四大商業銀行に数えられる中国銀行は「カーボンニュートラルに向けた行動計画」を作成し、第14次5カ年計画期間中(21~25年)に環境配慮型の産業に対して1兆元以上の金融支援を行うことを打ち出している。

9月の習主席の国連演説を受けて、中国銀行も「21年第4四半期以降、すでに契約済みの案件を除いて、海外の新規石炭採掘および新規石炭発電プロジェクトへの融資を行わない」と表明した。

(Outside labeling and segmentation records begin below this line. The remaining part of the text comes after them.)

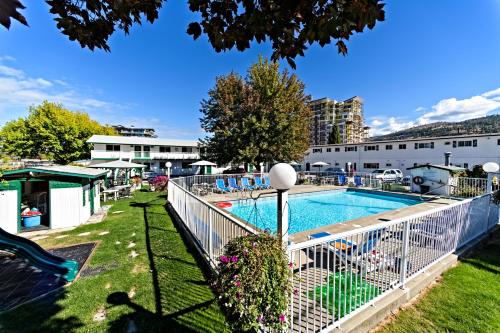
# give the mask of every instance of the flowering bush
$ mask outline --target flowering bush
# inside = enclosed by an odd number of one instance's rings
[[[282,242],[269,234],[231,240],[220,256],[215,287],[235,331],[288,326],[292,273]]]
[[[149,181],[149,184],[155,189],[155,191],[165,191],[167,189],[168,177],[156,176]]]

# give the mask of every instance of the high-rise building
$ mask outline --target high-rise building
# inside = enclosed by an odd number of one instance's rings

もっとも、こうした中国政府の方針がどこまで厳密に適用されるかは見極めが必要だが、世界の脱炭素への動きを加速させるためのアナウンスメント効果を再び持つのは間違いない。

インドネシアでは3月、ジョコ大統領が70年のカーボンニュートラルを宣言したものの「中国が60年なのに70年は遅すぎる」との批判が殺到した。結果、10年前倒しし、7月には国連気候変動枠組条約(UNFCCC)事務局に「60年目標」を正式に提出したという経緯を生んだ。

中国独自の中央集権的な政治体制と、長年の計画経済が今回の「3060目標」の大号令につながっているとみることはできる。ただ、経済成長に逆効果であることがわかれば政策転換もあり得る。

目標達成の確度は低いという分析も目にするが、当面、中国政府は政策を総動員する姿勢を続けている。約2週間後に英国で始まる第26回国連気候変動枠組み条約締約国会議(COP26)での中国の発言に、改めて関心が高まっている。